Is he calling you? I say, you're the best DJ, I say, you're on some kind of drugs, we take something out every now and then , from some parties, I say, girl after girl. I say, is he calling you?
I say, what are you. . .
I say, what do you mean? And he says, he called me. I want to go to seminary.
My hands dropped. I say tell that to your father and he 'll get over it right away, right? Out of my head.
And he told all of us. Me and my parents. Three of us, I remember, went to the pub and he told us this.
So we ordered three more ladies to. . .
to celebrate it even more, because it was just. . .
it was just something amazing. I said, listen, I'll help you, but none of us believed it. I'll help you, I say.
Well, I'll give you everything financially, if you want, I'll help you, but it's impossible. And you know that he went to seminary, the first one in England, and after a year he says that he does n't like it here and that he wants to go to the United States. I say, cool, right?
And then, where else? And since we financed his trip to the United States, he went there to join a group he met in Medzugorje and imagine how he persevered. And now, this is the icing on the cake, I'm going to his ordination in a month.
And to surprise you even more, now whoever listened to me, guess the date the bishop set for the ordination. Listen, some non-believer said coincidences. This is it, you can't avoid it.
I'm going to the United States in a month, I'll be there for another month on retreat and then I'm going on May 21. God will give me. I would like to be at his celebration.
I can't imagine it. Humanly. I can't imagine it.
This little toddler, who was somewhere between his legs, whom someone somewhere hugged, saved and generally paid off from all this crap that was happening, and the bishop would lay hands on him. I told him, you know, when you become a priest, I will be the first to go to confession with you. And he told me, and as penance you will get a week with the Italians on one bus.
A week on pilgrimage with the Italians. Will this happen? I don't know.
Anyway, I pray for him and remember him. But I'm just telling you this story today, that these few days will not be wasted. That's all I can do.
I know, God can do anything. Every moment, every minute. He doesn't need anyone.
But how He gave grace to Mary. It gave her everything. And I know this neither from books, nor from treatises, nor from any pious homilies.

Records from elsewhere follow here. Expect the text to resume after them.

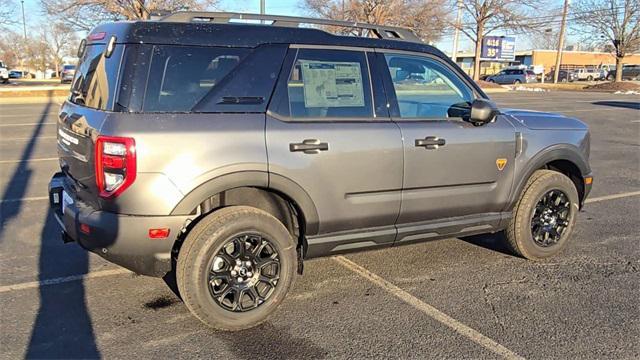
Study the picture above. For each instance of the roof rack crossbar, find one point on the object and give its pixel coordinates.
(381, 31)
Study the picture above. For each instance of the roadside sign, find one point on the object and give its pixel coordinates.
(498, 48)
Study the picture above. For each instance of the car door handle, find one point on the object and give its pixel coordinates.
(309, 146)
(430, 142)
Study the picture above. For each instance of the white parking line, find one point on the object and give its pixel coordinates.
(429, 310)
(612, 197)
(36, 198)
(23, 115)
(30, 160)
(27, 138)
(26, 124)
(60, 280)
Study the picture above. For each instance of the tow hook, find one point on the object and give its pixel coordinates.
(65, 237)
(300, 252)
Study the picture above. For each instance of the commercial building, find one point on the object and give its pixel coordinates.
(547, 58)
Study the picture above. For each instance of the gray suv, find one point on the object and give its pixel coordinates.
(225, 154)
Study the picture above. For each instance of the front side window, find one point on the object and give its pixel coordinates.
(180, 76)
(427, 89)
(330, 84)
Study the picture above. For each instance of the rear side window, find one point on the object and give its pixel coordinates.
(329, 84)
(180, 76)
(94, 84)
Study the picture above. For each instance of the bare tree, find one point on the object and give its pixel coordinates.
(482, 17)
(428, 18)
(62, 41)
(611, 22)
(7, 10)
(85, 14)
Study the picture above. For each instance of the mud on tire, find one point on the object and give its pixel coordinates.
(206, 251)
(525, 235)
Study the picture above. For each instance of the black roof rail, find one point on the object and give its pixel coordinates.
(379, 31)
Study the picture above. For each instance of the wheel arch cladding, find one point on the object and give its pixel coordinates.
(286, 200)
(563, 158)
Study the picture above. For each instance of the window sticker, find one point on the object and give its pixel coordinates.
(332, 84)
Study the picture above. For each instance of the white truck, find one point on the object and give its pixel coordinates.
(4, 73)
(588, 74)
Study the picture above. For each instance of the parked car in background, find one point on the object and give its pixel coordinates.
(563, 76)
(17, 74)
(587, 74)
(4, 73)
(67, 73)
(629, 72)
(513, 76)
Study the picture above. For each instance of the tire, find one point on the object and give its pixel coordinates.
(519, 235)
(203, 248)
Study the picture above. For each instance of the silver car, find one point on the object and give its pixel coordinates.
(513, 76)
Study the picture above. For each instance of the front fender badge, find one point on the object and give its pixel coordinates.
(501, 163)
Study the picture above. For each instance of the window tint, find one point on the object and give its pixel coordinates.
(329, 84)
(180, 76)
(95, 79)
(427, 89)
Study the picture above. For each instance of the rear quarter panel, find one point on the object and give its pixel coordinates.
(178, 152)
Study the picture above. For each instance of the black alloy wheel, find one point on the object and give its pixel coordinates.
(550, 218)
(244, 273)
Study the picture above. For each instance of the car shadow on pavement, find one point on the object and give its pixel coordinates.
(17, 186)
(268, 342)
(494, 242)
(63, 328)
(635, 105)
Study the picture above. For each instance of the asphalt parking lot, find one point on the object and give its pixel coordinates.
(454, 298)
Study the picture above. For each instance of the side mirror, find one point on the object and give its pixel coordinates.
(483, 111)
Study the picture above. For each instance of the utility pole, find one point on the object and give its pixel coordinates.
(24, 24)
(565, 9)
(454, 51)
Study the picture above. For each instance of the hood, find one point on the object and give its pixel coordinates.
(539, 120)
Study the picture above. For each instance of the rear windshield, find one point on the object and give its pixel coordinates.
(151, 78)
(180, 76)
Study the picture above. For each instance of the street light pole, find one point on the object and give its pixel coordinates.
(565, 9)
(454, 52)
(24, 23)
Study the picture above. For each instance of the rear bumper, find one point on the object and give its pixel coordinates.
(121, 239)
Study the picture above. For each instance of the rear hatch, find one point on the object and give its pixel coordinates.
(82, 116)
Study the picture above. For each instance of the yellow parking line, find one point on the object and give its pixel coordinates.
(612, 197)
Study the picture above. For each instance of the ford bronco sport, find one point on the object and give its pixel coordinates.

I saw it with my own eyes. And then how many greater miracles have already come from your work. What I saw, what Mary did.
But this is one of the biggest ones that changed my life. And I'm sharing it with you today. These are not pious stories.
It happened somewhere, because there are many different healings. And I saw, that's not the point. But the way she did it.
How did she do it? And there against all human logic and thinking. Do you know what the Gospel was?
Like this time we went for the anniversary in 2005. I say, what is the Gospel? I'm asking this priest because I don't know what to focus on in the sermon.
And he says, I don't know. Go read. And when I read the Gospel, and there were words, nothing is impossible for God.
Oh no? You only know because for God. How many of these, I don't remember which Gospel it was, in which it was said that nothing is impossible for God.